Big Data and the birth of a Science of the Humanities

Last Friday 17th of December, Wenceslao Arroyo-Machado and Nicolas Robinson-Garcia presented their work in progress Big Data and the birth of a Science of the Humanities at the 1st International Conference on Humanities and Big Data in Ibero-America organized by IberLab UGR which took place on 16-17th December, 2021 in Granada. This presentation shows some preliminary results exploring Dialnet and ORCID as potential sources to track academic activity in the fields of the Humanities. For this, we first revise the main limitations scientometric studies have identified when studying Humanities and humanists’ research performance. Second, we discuss how the increase in size and variety of data sources plus the use of machine learning techniques can help overcome such limitations. We present two case studies using DIALNET and ORCID. We end up by discussing a potential road map for better understanding scholarly communication patterns and the production of knowledge in the Humanities.
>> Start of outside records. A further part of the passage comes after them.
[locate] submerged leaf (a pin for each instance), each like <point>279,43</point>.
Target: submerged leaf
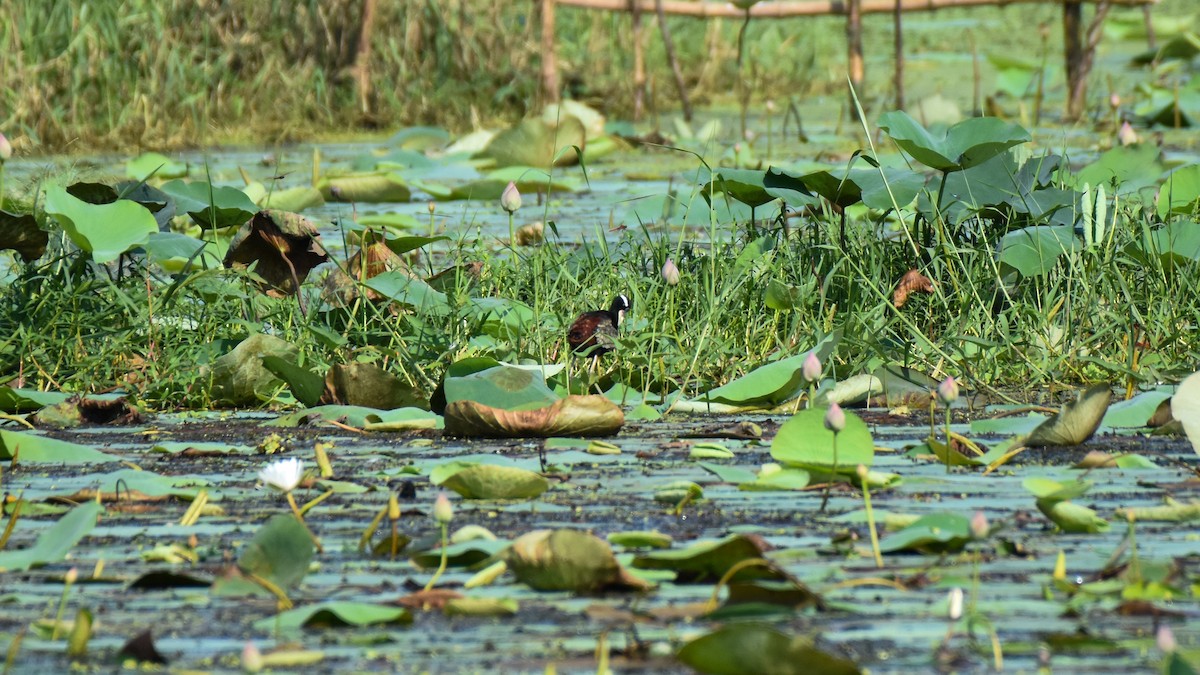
<point>759,647</point>
<point>568,560</point>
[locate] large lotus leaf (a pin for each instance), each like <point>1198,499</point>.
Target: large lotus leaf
<point>1077,420</point>
<point>1176,243</point>
<point>21,233</point>
<point>292,199</point>
<point>1186,408</point>
<point>1035,250</point>
<point>537,143</point>
<point>154,165</point>
<point>367,384</point>
<point>528,180</point>
<point>1073,518</point>
<point>937,532</point>
<point>495,482</point>
<point>1127,168</point>
<point>335,614</point>
<point>568,560</point>
<point>1180,192</point>
<point>209,205</point>
<point>280,551</point>
<point>378,186</point>
<point>803,441</point>
<point>771,384</point>
<point>709,561</point>
<point>744,185</point>
<point>963,145</point>
<point>573,416</point>
<point>743,647</point>
<point>239,376</point>
<point>54,542</point>
<point>106,231</point>
<point>35,448</point>
<point>281,246</point>
<point>504,387</point>
<point>873,186</point>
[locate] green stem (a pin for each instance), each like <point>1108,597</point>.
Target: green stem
<point>442,566</point>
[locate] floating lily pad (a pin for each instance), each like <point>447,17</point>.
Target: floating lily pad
<point>743,647</point>
<point>1077,420</point>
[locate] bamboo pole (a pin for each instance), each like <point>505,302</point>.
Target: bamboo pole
<point>808,7</point>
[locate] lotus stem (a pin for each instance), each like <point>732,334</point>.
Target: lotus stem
<point>445,555</point>
<point>870,517</point>
<point>299,515</point>
<point>67,580</point>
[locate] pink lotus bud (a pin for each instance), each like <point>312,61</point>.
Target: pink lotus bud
<point>979,526</point>
<point>251,658</point>
<point>1165,639</point>
<point>510,199</point>
<point>670,273</point>
<point>442,509</point>
<point>835,419</point>
<point>811,368</point>
<point>948,390</point>
<point>955,609</point>
<point>1126,135</point>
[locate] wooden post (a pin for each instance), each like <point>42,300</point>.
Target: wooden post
<point>669,47</point>
<point>855,51</point>
<point>898,46</point>
<point>635,10</point>
<point>1073,51</point>
<point>549,57</point>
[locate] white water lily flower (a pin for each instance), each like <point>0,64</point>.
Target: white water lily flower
<point>283,475</point>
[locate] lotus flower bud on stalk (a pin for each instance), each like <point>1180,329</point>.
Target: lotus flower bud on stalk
<point>670,273</point>
<point>251,658</point>
<point>948,390</point>
<point>835,419</point>
<point>510,199</point>
<point>811,368</point>
<point>979,526</point>
<point>955,609</point>
<point>442,509</point>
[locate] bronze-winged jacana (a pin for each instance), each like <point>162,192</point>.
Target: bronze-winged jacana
<point>595,333</point>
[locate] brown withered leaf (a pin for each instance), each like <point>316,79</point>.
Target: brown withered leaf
<point>285,246</point>
<point>343,286</point>
<point>911,282</point>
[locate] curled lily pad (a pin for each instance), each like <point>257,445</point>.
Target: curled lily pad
<point>1077,420</point>
<point>573,416</point>
<point>568,560</point>
<point>759,647</point>
<point>493,482</point>
<point>708,561</point>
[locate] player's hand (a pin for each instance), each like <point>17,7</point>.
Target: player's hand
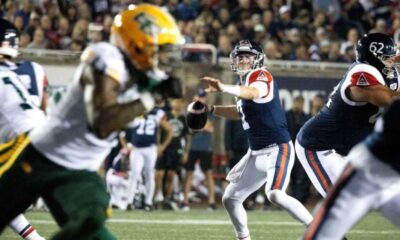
<point>184,158</point>
<point>214,85</point>
<point>160,150</point>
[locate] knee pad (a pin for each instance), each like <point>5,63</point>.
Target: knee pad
<point>227,199</point>
<point>276,196</point>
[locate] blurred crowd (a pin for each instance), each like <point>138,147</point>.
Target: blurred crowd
<point>307,30</point>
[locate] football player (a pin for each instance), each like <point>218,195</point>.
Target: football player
<point>60,158</point>
<point>370,181</point>
<point>369,85</point>
<point>142,134</point>
<point>20,108</point>
<point>174,157</point>
<point>270,156</point>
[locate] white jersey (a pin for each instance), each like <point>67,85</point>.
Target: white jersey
<point>65,138</point>
<point>32,76</point>
<point>18,113</point>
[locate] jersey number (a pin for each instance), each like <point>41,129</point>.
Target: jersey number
<point>245,124</point>
<point>146,127</point>
<point>24,105</point>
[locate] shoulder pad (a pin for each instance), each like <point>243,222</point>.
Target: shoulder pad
<point>259,74</point>
<point>364,75</point>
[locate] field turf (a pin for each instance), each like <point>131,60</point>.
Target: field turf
<point>200,224</point>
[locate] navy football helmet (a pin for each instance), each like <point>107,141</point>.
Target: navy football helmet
<point>378,50</point>
<point>253,50</point>
<point>9,39</point>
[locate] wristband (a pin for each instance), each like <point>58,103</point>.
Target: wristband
<point>231,89</point>
<point>212,109</point>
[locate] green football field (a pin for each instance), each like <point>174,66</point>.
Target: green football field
<point>200,224</point>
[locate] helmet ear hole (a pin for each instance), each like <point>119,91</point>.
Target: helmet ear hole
<point>138,50</point>
<point>139,31</point>
<point>247,47</point>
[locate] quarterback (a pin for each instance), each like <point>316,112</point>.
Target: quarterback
<point>59,159</point>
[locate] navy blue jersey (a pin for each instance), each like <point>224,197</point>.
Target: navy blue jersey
<point>342,123</point>
<point>32,76</point>
<point>384,142</point>
<point>142,131</point>
<point>180,130</point>
<point>263,119</point>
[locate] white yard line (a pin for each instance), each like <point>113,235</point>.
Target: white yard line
<point>212,222</point>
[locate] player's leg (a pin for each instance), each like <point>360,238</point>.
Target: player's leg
<point>322,167</point>
<point>280,163</point>
<point>350,199</point>
<point>78,200</point>
<point>187,183</point>
<point>160,176</point>
<point>206,167</point>
<point>391,210</point>
<point>246,177</point>
<point>22,227</point>
<point>136,161</point>
<point>149,175</point>
<point>17,189</point>
<point>117,184</point>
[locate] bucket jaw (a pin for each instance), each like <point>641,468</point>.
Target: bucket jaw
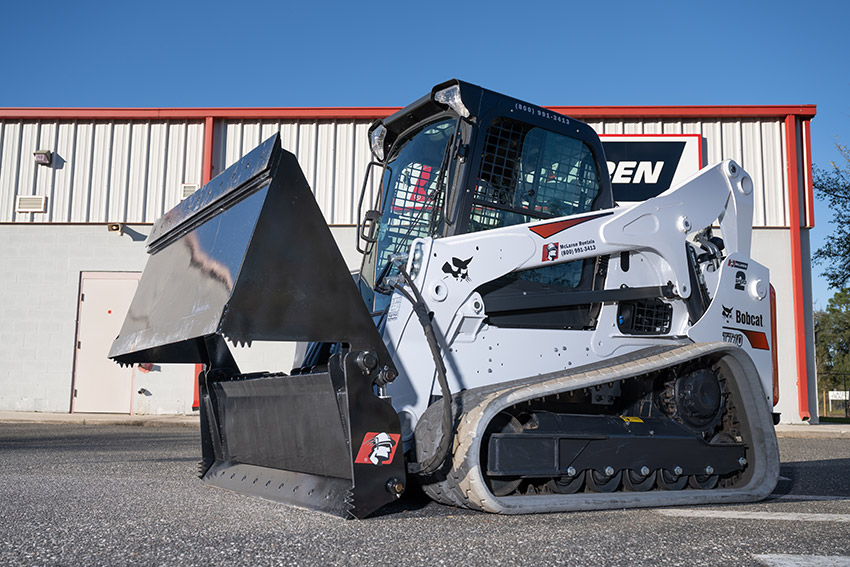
<point>249,257</point>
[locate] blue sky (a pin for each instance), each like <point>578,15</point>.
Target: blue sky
<point>307,53</point>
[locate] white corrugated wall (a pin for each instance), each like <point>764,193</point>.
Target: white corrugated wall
<point>333,155</point>
<point>102,171</point>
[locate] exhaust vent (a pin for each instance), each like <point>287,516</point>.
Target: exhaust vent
<point>30,204</point>
<point>188,189</point>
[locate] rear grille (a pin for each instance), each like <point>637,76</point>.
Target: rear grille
<point>646,317</point>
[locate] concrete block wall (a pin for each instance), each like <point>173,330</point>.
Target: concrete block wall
<point>39,286</point>
<point>39,289</point>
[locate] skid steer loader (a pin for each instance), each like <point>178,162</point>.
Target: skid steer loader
<point>514,341</point>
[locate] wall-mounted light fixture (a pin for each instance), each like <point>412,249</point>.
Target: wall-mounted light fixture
<point>43,157</point>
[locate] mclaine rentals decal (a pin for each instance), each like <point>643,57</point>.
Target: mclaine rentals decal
<point>643,166</point>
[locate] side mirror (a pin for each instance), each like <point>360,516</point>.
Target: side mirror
<point>369,226</point>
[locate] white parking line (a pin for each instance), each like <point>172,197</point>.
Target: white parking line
<point>809,497</point>
<point>745,515</point>
<point>804,560</point>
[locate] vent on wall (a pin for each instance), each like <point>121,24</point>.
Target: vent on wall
<point>30,204</point>
<point>188,189</point>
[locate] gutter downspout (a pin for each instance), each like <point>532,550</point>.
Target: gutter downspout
<point>796,266</point>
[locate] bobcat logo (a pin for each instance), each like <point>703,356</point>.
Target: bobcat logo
<point>378,448</point>
<point>460,270</point>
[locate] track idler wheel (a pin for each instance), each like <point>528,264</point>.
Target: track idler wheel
<point>603,481</point>
<point>669,480</point>
<point>503,423</point>
<point>639,481</point>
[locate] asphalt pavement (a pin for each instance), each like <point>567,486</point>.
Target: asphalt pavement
<point>83,494</point>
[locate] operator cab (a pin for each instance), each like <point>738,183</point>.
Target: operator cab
<point>464,159</point>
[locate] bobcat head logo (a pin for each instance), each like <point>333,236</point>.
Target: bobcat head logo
<point>458,269</point>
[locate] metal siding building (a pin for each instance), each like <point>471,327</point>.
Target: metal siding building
<point>129,166</point>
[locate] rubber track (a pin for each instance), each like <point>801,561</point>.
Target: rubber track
<point>460,481</point>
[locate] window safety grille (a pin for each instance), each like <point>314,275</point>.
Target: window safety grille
<point>647,317</point>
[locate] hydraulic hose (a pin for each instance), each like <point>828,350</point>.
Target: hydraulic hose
<point>433,463</point>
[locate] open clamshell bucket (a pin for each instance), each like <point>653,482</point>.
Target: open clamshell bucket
<point>249,257</point>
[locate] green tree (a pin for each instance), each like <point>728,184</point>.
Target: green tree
<point>832,343</point>
<point>833,186</point>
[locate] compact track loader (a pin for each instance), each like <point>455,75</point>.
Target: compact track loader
<point>514,341</point>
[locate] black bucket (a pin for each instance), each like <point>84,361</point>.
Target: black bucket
<point>249,257</point>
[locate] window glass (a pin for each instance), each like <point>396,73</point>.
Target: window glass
<point>412,200</point>
<point>529,173</point>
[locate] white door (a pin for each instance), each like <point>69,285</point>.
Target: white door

DIALNET and ORCID: A win-win combination

DIALNET is considered one of the largest repositories of Spanish-speaking literature in the fields of the Social Sciences and the Humanities. It also happens to be a collaborating partner with the COMPARE project by granting access to their manually curated author profiles for all researchers publishing in any field within the Humanities. This provided us with a golden set of Spanish and Latin American humanists and their academic works. DIALNET includes not only journal publications, but also monographs, chapters and conference proceedings.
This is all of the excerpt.